Cow-dung was very generally relied upon in this sense. The dung of a black cow entered into the composition of the celebrated “Eau de Mille Fleurs.” The ordure of small lizards was also used to smooth out the wrinkles from the faces of old women.
Fox-dung and the dung of sparrows and starlings were in use for softening the hands. Arabian women use as a cosmetic a mixture of saffron and chicken-dung. Cow-dung is sometimes as aromatic as musk. It used to be employed to restore the odor to old and faded musk, or to hang the latter in a privy, where it would re-acquire its former strength; but would not retain it long (see under “Latrines”).
To improve the complexion Paullini recommended a water distilled from human excrements; also the worms that grow therein distilled to a water. The cosmetic of country wenches is their own urine.
Human excrements have peculiar salts more strengthening and useful than soap. A young girl improved her complexion wonderfully by washing her face in cow-dung and drinking her brother’s urine fresh and warm, while fasting (pp. 263, 264).
Other cosmetics commended by Paullini were human ordure, externally; the ordure of a young boy, internally; “Eau de Millefleurs,” the excreta of lizards, crocodiles, foxes, sparrows, starlings, chickens, or of cows gathered in May, externally.
See also pages 172, 207.
For the eradication of freckles Paullini also recommended the external application of the excrement of donkeys, dogs, chickens, crocodiles, foxes, or pigeons.
Schurig was a champion of “Aqua ex stercore distillata,” for all facial embellishment.—(“Chylologia,” p. 762.)
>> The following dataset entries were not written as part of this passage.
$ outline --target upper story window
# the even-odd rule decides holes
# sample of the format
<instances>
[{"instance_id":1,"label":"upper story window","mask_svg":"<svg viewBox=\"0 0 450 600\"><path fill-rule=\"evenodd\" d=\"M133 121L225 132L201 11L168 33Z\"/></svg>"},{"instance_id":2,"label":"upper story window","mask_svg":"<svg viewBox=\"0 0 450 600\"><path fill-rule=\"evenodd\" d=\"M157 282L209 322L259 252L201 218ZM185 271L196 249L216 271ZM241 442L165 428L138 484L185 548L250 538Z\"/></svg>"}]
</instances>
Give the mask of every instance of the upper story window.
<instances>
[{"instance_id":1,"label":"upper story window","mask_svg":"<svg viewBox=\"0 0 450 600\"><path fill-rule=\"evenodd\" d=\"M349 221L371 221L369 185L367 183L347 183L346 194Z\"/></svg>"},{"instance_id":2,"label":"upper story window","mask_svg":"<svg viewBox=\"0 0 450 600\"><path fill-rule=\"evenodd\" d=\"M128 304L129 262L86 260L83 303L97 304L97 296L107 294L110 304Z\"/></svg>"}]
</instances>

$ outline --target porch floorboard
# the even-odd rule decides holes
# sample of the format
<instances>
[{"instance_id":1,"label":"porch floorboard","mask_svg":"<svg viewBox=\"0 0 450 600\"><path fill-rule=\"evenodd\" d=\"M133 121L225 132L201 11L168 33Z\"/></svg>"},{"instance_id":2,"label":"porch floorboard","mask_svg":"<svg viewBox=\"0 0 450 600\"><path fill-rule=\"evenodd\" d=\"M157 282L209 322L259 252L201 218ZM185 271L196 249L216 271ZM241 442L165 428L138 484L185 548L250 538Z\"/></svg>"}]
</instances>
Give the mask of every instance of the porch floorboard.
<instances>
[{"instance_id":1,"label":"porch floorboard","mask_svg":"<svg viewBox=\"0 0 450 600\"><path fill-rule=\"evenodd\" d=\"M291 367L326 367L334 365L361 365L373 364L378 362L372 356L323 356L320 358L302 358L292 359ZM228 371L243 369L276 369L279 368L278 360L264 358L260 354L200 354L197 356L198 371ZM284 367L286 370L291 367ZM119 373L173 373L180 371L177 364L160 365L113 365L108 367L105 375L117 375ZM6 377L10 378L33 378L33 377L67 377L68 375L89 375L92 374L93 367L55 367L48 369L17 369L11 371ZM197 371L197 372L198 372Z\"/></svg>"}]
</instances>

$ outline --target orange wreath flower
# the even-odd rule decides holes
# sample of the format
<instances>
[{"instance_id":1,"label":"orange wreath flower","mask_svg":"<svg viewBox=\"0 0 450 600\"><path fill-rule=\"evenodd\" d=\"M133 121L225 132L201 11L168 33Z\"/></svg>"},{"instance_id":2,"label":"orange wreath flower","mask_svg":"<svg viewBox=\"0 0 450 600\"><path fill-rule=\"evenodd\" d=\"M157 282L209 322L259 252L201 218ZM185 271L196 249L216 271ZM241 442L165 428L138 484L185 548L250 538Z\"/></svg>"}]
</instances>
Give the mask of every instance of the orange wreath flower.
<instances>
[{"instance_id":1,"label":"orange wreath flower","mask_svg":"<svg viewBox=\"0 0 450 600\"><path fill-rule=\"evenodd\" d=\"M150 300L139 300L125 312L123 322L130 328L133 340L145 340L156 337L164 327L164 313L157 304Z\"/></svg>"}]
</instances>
“Il y a plus; les femmes les plus belles s’en sont barbouillé le visage, et Saint Jérome le reproche durement aux dames de son temps.” In a footnote is added this explanation: “On a employé des excrémens de quelques lézards d’Egypte comme cosmétique, à cause de leur odeur musquée.” (“Bib. Scat.,” p. 21.) “Merde de Lézard c’est le cordilea, excrément du stellion du Levant, employé comme cosmétique.”—(Idem, p. 123.)
“Wash the face with the diaper on which a new-born babe has urinated for the first time, it will remove freckles.”—(Cape Breton, Mrs. Fanny D. Bergen, Cambridge, Mass.)
This belief in the cosmetic power of the first renal discharge of a child is generally diffused all over the United States.
“Enfin, les nourrices entre nous, ont l’habitude de frotter la figure de leurs nourrissons avec les langes imbibés de leur urine. Cela les fait venir beau, disent-elles, cela combat en tout cas, certaines efflorescences cutanées chez les enfants, par l’ammoniaque.”—(Personal letter from Doctor Bernard, Cannes, France.)
Prof. Patrice de Janon states that the ladies of his native place, Carthagena, South America, to his personal knowledge, were in the habit of using their own urine as a face lotion, and to beautify and soften the skin.
Horse-dung was another face lotion.—(“A Rich Storehouse or Treasurie for the Diseased,” Ralph Blower, London, 1616, p. 106.)
Goose-dung is in repute in the State of Indiana for removing pimples.—(Mrs. Bergen.)
Mr. Sylvester Baxter says that young women in Massachusetts, at least until very recently, have employed human urine as a wash for the preservation of the complexion.
“Water that stands in the concavity of a patch of cow-dung” is the belief in Walden, Mass., according to Mrs. Bergen, who thus shows a transplantation of the same belief which has lingered in Europe from remote ages.